For this comparison, we’re taking a simplified look at a 40hp 250cc single cylinder four-stroke gas motor, the kind you’d find on a modern Lites motocrosser, and some equivalent 40hp electric motors. Read on as we break it down.


1.     Typical ICE (Internal Combustion Engine) Torque Curve

With an internal combustion engine (ICE), available torque depends on where you are in the rev range, and the usable rev range is limited. 60% throttle at 4000rpm delivers a different amount of torque than 60% throttle at 8000rpm. And below 1,000 rpm it stalls out and dies.


2. Available Torque of an Electric Motor vs. ICE motor

 With an electric motor, you have 100% of peak torque available at any point in the rev range. “Available” isn’t the same as “delivered” – we hear a lot of folks worried about light-switch torque delivery. What this really means is that a given amount of throttle input will always give you a consistent response, and you don’t have to “hunt” for the torque.

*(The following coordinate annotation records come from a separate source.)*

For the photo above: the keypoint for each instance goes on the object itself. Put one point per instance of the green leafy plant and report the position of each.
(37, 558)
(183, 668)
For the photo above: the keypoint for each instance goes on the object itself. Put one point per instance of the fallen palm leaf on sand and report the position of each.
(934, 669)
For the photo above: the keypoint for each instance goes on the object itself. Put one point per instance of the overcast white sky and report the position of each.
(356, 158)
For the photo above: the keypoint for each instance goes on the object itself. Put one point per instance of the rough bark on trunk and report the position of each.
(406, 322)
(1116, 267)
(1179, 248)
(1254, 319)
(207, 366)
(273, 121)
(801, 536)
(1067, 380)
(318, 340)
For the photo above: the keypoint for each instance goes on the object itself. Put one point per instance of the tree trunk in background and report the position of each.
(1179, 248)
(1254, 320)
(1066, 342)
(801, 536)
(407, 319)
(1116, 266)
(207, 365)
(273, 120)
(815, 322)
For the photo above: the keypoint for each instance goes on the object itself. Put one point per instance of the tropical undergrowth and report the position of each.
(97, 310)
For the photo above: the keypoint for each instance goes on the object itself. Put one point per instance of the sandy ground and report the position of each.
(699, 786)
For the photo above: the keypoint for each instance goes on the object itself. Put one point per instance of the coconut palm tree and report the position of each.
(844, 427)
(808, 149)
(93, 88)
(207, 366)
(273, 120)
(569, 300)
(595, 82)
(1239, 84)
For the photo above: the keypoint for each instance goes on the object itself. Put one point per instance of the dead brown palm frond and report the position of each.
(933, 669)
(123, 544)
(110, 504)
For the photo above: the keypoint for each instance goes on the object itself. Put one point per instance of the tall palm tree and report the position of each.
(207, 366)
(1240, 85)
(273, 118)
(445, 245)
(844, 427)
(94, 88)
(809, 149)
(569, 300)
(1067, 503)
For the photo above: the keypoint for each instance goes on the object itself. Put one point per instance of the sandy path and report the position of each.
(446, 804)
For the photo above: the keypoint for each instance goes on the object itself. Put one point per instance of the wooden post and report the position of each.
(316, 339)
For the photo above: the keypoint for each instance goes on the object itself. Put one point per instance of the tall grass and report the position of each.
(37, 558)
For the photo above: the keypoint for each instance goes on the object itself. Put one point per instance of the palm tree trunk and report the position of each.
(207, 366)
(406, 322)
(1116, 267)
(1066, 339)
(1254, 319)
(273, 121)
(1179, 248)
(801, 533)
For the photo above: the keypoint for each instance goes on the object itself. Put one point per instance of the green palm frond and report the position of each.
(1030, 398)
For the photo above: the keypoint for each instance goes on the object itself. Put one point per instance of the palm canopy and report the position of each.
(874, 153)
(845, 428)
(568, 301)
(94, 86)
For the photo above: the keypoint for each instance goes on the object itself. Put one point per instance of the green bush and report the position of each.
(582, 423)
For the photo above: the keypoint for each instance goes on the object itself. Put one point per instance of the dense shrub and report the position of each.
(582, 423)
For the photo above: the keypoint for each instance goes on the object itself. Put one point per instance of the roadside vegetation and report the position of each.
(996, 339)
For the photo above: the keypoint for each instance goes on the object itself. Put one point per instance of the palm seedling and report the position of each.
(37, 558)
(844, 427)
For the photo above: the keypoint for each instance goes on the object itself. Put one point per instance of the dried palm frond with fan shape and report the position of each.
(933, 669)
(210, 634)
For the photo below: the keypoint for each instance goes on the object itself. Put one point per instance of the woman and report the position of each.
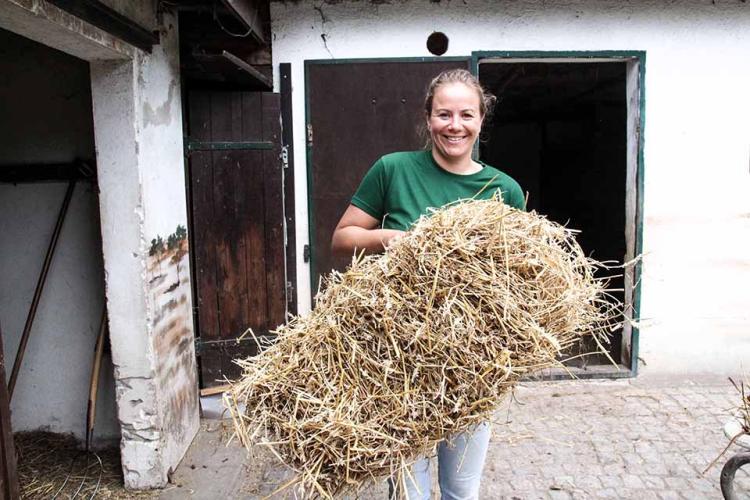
(398, 189)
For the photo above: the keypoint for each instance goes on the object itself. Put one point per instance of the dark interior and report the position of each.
(559, 129)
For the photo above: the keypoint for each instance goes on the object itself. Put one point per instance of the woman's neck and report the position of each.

3. Torque at rear wheel for ICE

Torque at the crank doesn’t tell the whole story. Torque at the rear wheel is what accelerates a bike and is the curve you really want to see to understand what is fast. In response to the limited usable rev range of a gas motor, the industry developed selectable transmissions to make more rear wheel torque available at low speeds, and to increase the top speed of the vehicle. You get a layup of curves like this, where a line drawn from crest to crest to crest shows the peak 40 hp, and as a rider you are constantly shifting and slipping clutch to keep the bike up there.

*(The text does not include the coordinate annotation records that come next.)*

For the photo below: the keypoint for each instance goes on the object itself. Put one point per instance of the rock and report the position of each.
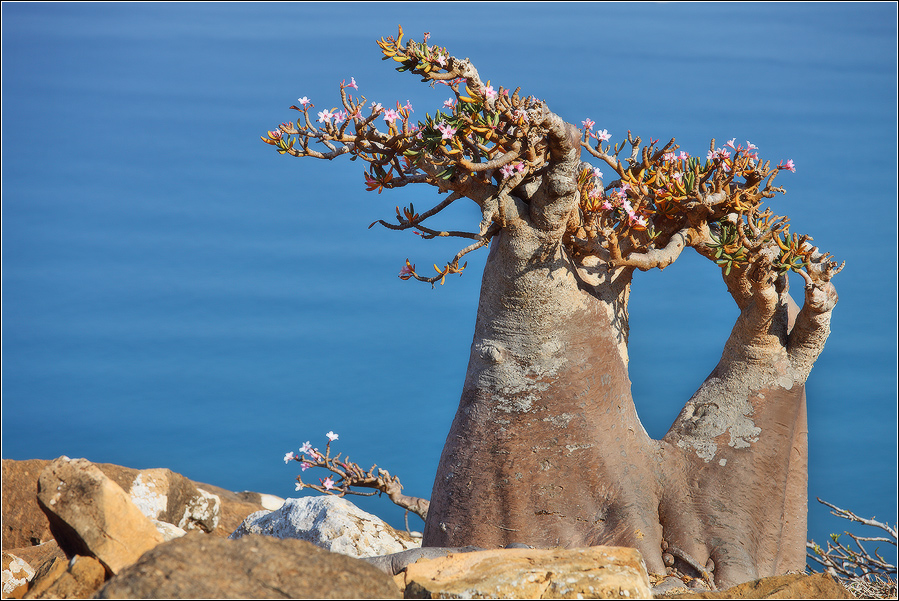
(237, 506)
(78, 578)
(790, 586)
(197, 566)
(164, 495)
(593, 572)
(89, 514)
(331, 523)
(24, 524)
(17, 573)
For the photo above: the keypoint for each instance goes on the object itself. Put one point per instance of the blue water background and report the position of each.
(176, 294)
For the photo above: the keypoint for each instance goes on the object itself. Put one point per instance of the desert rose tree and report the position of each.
(546, 447)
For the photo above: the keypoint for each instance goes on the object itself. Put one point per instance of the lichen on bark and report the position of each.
(546, 447)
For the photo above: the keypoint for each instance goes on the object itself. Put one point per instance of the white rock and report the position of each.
(270, 501)
(202, 512)
(148, 492)
(168, 531)
(330, 522)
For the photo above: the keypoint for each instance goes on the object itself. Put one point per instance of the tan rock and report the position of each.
(90, 514)
(593, 572)
(790, 586)
(24, 524)
(17, 574)
(38, 555)
(79, 578)
(253, 567)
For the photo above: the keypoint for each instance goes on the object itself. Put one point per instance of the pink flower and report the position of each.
(789, 166)
(447, 131)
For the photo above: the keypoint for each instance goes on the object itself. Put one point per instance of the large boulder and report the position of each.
(331, 523)
(163, 495)
(253, 567)
(788, 586)
(77, 578)
(593, 572)
(24, 524)
(89, 514)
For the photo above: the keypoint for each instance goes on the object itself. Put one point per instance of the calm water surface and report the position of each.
(175, 294)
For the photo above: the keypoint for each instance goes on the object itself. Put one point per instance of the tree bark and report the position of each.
(547, 449)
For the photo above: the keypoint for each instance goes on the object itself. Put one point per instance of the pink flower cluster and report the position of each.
(601, 135)
(447, 131)
(510, 169)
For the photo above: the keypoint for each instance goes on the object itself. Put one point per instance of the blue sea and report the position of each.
(176, 294)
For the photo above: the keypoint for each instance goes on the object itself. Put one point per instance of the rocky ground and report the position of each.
(74, 529)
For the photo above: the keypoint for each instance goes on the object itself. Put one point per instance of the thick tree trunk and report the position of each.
(547, 449)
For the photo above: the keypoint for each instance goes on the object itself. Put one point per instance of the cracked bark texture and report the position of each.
(546, 447)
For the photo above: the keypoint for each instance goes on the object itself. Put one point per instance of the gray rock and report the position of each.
(331, 523)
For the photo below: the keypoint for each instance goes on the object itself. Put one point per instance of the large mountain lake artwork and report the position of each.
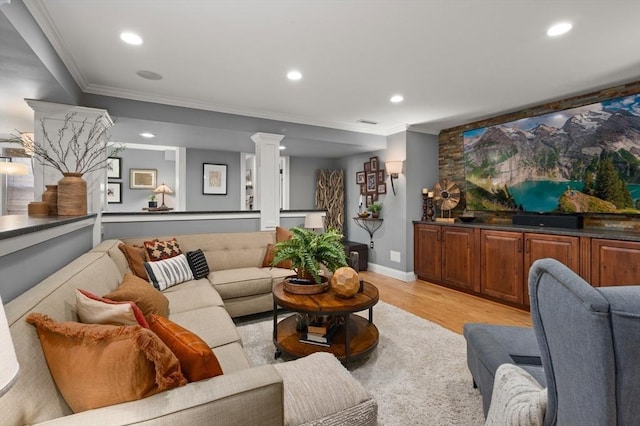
(584, 159)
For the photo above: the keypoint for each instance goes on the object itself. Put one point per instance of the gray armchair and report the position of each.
(588, 341)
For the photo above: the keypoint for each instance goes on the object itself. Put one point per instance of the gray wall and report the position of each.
(196, 200)
(134, 200)
(302, 181)
(421, 169)
(24, 268)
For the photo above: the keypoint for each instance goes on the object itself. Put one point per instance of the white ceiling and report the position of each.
(454, 61)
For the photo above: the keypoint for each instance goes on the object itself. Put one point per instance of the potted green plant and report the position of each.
(307, 250)
(375, 208)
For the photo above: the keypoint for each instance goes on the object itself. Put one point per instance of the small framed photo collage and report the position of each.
(372, 180)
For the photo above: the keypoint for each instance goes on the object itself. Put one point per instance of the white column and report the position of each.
(267, 184)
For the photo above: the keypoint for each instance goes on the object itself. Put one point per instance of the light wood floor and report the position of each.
(449, 308)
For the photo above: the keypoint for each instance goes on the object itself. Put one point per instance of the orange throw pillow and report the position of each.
(197, 360)
(149, 299)
(98, 365)
(136, 256)
(268, 258)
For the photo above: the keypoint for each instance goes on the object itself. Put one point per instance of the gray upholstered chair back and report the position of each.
(590, 347)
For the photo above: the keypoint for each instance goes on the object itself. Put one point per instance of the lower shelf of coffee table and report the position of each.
(363, 339)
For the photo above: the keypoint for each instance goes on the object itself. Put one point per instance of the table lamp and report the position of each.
(163, 189)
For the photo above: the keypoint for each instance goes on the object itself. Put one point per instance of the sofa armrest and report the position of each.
(245, 397)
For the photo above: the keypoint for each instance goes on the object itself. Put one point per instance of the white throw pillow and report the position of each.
(517, 399)
(169, 272)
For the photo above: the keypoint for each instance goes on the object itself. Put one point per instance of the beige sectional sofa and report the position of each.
(297, 392)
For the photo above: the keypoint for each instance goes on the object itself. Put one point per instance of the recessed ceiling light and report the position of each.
(559, 29)
(149, 75)
(131, 38)
(294, 75)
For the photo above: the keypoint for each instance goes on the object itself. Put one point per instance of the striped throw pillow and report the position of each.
(198, 264)
(169, 272)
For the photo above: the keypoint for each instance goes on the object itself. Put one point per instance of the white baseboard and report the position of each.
(393, 273)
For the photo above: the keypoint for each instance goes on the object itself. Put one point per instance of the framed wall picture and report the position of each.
(214, 179)
(142, 178)
(372, 184)
(114, 193)
(114, 167)
(374, 164)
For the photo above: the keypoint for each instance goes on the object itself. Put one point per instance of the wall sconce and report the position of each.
(394, 168)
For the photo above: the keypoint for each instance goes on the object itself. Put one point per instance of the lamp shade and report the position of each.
(393, 167)
(314, 221)
(163, 189)
(8, 361)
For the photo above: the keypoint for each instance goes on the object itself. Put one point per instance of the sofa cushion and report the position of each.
(212, 324)
(136, 256)
(232, 283)
(160, 250)
(198, 264)
(517, 398)
(94, 309)
(169, 272)
(99, 365)
(190, 295)
(149, 299)
(197, 360)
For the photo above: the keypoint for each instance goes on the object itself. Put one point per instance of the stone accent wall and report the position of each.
(451, 165)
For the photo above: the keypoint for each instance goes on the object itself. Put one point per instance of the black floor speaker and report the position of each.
(549, 220)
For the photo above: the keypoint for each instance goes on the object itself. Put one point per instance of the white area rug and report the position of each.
(418, 373)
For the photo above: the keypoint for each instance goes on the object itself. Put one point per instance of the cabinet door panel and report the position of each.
(427, 259)
(615, 262)
(502, 265)
(457, 257)
(564, 249)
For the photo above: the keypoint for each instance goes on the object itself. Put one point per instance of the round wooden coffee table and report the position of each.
(355, 339)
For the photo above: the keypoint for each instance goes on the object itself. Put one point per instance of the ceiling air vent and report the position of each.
(363, 121)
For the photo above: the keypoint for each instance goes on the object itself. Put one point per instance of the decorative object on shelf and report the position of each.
(375, 209)
(153, 203)
(307, 250)
(330, 197)
(114, 193)
(72, 195)
(448, 195)
(163, 189)
(214, 179)
(38, 209)
(114, 168)
(370, 225)
(50, 196)
(345, 282)
(394, 168)
(142, 178)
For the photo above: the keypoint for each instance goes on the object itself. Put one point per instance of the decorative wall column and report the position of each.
(267, 184)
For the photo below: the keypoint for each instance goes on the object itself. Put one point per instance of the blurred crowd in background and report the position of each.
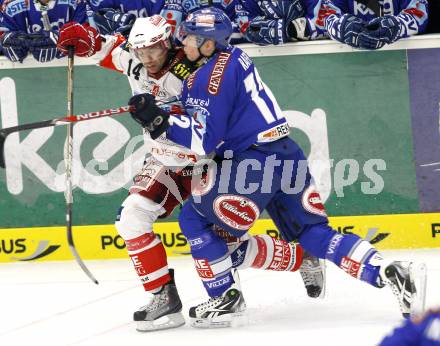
(30, 27)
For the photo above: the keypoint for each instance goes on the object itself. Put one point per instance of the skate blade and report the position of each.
(164, 322)
(234, 320)
(418, 273)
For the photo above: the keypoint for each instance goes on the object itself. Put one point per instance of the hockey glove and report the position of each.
(264, 31)
(345, 29)
(14, 46)
(110, 21)
(149, 115)
(82, 37)
(380, 31)
(282, 9)
(43, 46)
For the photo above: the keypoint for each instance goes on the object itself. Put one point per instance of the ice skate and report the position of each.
(312, 271)
(163, 312)
(227, 310)
(408, 283)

4.  Torque at rear wheel, ICE vs. Electric

An electric motor can have more usable range, but not infinite, so with a fixed gear ratio, the available rear wheel torque curves look something like this, with the electric having less torque off the line and a lower top speed.


5. Relationship between gearing and rear-wheel torque

Similarly as with a gas-powered motorcycle, if you gear an electric bike for better off the line performance, you lose top speed; gear it for higher top speed, and you lose rear wheel torque.


6. Alta’s Advanced Drive Tech

Alta’s motor and controller technology delivers a different curve of available torque than a typical electric motor by staying in the “constant power” zone for much longer, and revving to 14,000 rpm using an internal gear reduction to achieve conventional sprocket sizes and anti-squat characteristics. This allows the motor to be geared much shorter without sacrificing top speed and allows it to deliver more torque earlier in the rev range. Thus, compared to another electric bikes of equal peak power,  Alta is delivering both more low-end torque and a higher top speed.

Proprietary, water-cooled motor housing. Made in house


7. Alta vs. ICE Torque Delivery

This also means that Alta can deliver torque in a manner very similar to a gas motor, just much more smoothly. The RedShift is designed to deliver torque like a 250cc bike that is perpetually in the sweet spot of the powerband. You’ll notice the gas bike does have a torque advantage in 1st gear, but we dare you to try to put peak torque down in 1st gear – njoy ur loopz.



Bottom line, gas motors deliver a lumpy torque curve and shifting gears upsets balance and traction, two real challenges on the trail, track, and street that electrics solve. Couple that with rapidly evolving tech on the battery front, and advanced electric powertrains can deliver a pretty incredible riding experience. Done right, electric is not an "alternative" to gas motorcycles, but a natural evolution of them.

Alta has been rabid and unrelenting about our pursuit of building bikes that will make you faster, smoother, better. This has forced us to extremes of elegance, efficiency, and technical innovation to realize the full current potential of this emergent technology, and there’s more to come in the future. We're looking forward to sharing the journey.